Quando ele saiu – rápido e quieto – se esticou aliviada, o
colchão era pequeno de mais para dividir.
Cidinha dos Santos
Jesus.
– Documento.
– ‘Ixi’, não
é que eu perdi?
– Profissão?
– Catadora.
– Idade?
– 42
– Tem passagem?
– Ah, umas coisas
besta
– Puta que pariu,
cadela favelada.
Disfarçou o riso em
tosse, que farda não tem muito senso de humor. Deu uma espiada pelo
ombro, a recatada se matando de tanto chorar. A cara arranhada,
segurando um trapo como saia, achou bem feito. Riu alto, a sonsa
ficou pior pela roupa rasgada do que pelos sopapos.
– Já está
acostumada em levar na cara, não sei por que o drama!
Cidinha dos Santos
Jesus.
– Aquela ali não
presta, não.
– Uma porca,
vagabunda.
– Como alguém tem
coragem de se sair com ela, olha a sujeira
– Sabe como é
homem, né?
– ‘Aff’, nem
dente ela tem.
– Parece um gamba,
vive encharcada.
– Vão tudo se
foder suas filhas da puta arrombada.
Cidinha dos Santos
Jesus.
– A senhora tem
tomado seus remédios?
– Não precisa
chamar de senhora não.
– Tá bem, posso
marcar a consulta?
– Meus horários,
são malucos, fica difícil, sabe como é que é, né?
– Mas, a senhora
precisa se cuidar.
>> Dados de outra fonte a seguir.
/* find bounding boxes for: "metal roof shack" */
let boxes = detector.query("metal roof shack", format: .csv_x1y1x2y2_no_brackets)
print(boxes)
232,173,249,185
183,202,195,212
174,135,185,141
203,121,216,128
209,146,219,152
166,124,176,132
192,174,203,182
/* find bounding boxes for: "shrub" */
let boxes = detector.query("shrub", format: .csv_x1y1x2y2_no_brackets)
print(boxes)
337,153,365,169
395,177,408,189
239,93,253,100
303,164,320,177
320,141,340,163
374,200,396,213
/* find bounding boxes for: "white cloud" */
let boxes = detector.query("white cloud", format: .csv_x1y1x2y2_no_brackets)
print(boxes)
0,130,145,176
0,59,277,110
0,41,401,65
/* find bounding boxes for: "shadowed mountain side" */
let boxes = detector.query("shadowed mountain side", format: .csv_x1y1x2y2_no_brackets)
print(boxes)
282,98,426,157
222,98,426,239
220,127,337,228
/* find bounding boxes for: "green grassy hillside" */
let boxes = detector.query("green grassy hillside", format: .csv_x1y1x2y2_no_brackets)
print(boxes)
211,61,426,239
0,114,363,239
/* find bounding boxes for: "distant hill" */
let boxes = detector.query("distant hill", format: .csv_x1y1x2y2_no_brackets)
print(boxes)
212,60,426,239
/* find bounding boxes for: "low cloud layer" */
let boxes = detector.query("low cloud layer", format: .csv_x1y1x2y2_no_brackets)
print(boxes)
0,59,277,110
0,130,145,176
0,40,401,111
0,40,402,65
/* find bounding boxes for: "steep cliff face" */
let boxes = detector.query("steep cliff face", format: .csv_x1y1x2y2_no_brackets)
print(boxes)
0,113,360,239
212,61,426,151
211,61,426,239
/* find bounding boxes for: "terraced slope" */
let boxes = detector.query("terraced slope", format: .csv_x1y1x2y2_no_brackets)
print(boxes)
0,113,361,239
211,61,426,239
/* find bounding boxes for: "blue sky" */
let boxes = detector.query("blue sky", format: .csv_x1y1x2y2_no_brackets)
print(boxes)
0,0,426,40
Você tem alguma queixa?
Riu. Ah, essas
novinhas.
– Pode marcar,
então. Eu vejo se consigo ir, bem.
Cidinha dos Santos
Jesus.
– Oh, Cidinha. A
pinga tava forte, em? Nem para aparecer no velório!
– Cuida da tua
vida, Manoel.
– É por isso que
não sustento filho dos outros. A gente cria como se fosse nosso e
depois é só ingratidão.
– Tu não sustenta
nem os seus, malandro!
O bar explodiu em
risadas, Cidinha deu uma escarrada e continuou puxando o carro.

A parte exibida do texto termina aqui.